Sur de nombreuses questions, la Commission européenne a indiqué pouvoir s’appuyer sur ce socle commun, a précisé un officiel. Elle compte notamment «intégrer dans l’ACTA les mesures contenues dans la directive sur le renforcement des droits de propriété intellectuelle », a-t-il ajouté.

Malgré l’existence de ces directives, la question de la protection des droits de propriété intellectuelle sur l’Internet et en particulier l’application de sanctions pénales reste une question difficile pour la Commission car il n’existe pas de normes européennes harmonisées dans ce domaine, ce qui explique pourquoi les Etats membres de l’Union, représentés par la présidence tournante, ont pris les devants dans les négociations sur les aspects pénaux de l’Accord.

La Commission ne devrait pas autoriser l’insertion dans l’ACTA de « mesures visant à bloquer l’accès à Internet », a averti Michael Brandstetter de la Chambre australienne de commerce, insistant sur le fait que des modèles tels que le système français de riposte graduée ne devraient pas être reflétés dans l’Accord. La directive européenne sur la société de l’information laisse aux Etats membres le droit de légiférer sur cette question, a indiqué Michael Brandstetter. Si ces mesures étaient intégrées dans l’Accord, les pays membres ne disposeraient plus de cette flexibilité.

Anne-Catherine Lorraine du forum Trans-Atlantic Consumer Dialogue a indiqué à Intellectual Property Watch que le document publié récemment par les partenaires de l’ACTA ne permettait pas réellement de comprendre la portée et le contenu de l’Accord. Lors de la réunion, elle a demandé à la Commission si l’Accord permettait de garantir que les médicaments génériques fabriqués légalement soient acheminés vers leur lieu de destination sans risquer une intervention des détenteurs de droits dans les pays de transit. La Commission a clairement indiqué qu’elle souhaitait garantir l’accès aux médicaments génériques fabriqués légalement, a répondu Luc Devigne.

Etaient également présents plusieurs représentants des détenteurs de droit soucieux que des règles plus restrictives soient établies en matière de responsabilité, notamment en ce qui concerne les propriétaires des structures louées aux entreprises violant les droits de propriété intellectuelle. Plusieurs cas ont montré l’efficacité des mesures prises à l’encontre de ces tiers, selon Richard Heath de Unilever, président de l’INTA (Association internationale des titulaires de marques). La responsabilité des fournisseurs et des entreprises de livraison doit également être examinée, a recommandé Rocky Rowe de l’ECPA (Association européenne de protection des plantes).

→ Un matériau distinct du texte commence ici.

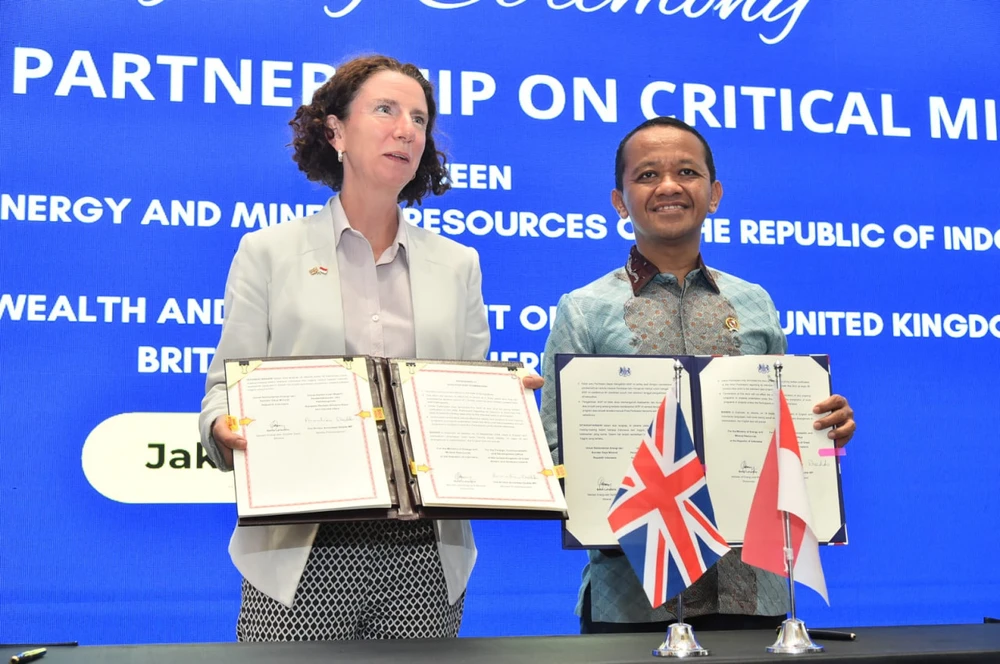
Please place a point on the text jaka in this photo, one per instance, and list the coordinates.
(180, 459)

Karsten Hess, représentant la Poste allemande (Deutsche Post) a précisé que près de 10°000 personnes étaient chargées dans son entreprise de régler les questions douanières et les problèmes liés à la propriété intellectuelle avant l’envoi des marchandises. Elle a demandé à la Commission si elle était prête à réparer les dommages qui pourraient résulter du blocage injustifié d’un container sur le point d’être acheminé suite à une injonction.

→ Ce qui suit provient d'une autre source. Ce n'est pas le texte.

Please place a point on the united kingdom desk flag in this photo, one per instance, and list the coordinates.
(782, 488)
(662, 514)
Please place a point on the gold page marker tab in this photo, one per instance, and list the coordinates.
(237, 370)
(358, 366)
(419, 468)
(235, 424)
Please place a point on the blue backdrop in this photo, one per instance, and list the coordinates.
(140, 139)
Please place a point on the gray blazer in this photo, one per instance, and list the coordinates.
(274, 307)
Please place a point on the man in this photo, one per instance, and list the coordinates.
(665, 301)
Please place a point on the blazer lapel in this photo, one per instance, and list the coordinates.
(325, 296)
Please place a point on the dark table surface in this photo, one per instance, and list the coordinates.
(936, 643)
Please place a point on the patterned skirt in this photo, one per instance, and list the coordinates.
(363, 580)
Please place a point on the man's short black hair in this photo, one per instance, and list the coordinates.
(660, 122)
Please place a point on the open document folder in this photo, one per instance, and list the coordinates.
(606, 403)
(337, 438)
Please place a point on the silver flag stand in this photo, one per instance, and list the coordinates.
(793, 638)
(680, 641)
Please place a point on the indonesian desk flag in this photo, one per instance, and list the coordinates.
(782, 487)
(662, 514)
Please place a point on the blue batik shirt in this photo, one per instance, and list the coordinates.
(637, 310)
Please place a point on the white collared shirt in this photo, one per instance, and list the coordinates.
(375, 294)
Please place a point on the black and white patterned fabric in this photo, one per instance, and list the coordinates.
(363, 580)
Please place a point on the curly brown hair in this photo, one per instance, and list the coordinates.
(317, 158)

Luc Devigne lui a répondu que la Commission n’était, bien entendu, pas en mesure de payer pour le stockage des marchandises saisies. Les douanes ne peuvent également être tenues pour responsables, a ajouté Pedro Velasco Martins, dans la mesure où elles ne peuvent tout simplement pas se le permettre.

Une autre question qui, selon la Commission, est en cours d’examen concerne la mise en oeuvre de l’Accord. Selon Luc Devigne, le mécanisme retenu ne sera pas aussi « judiciaire » que celui prévu dans l’Accord de l’OMC.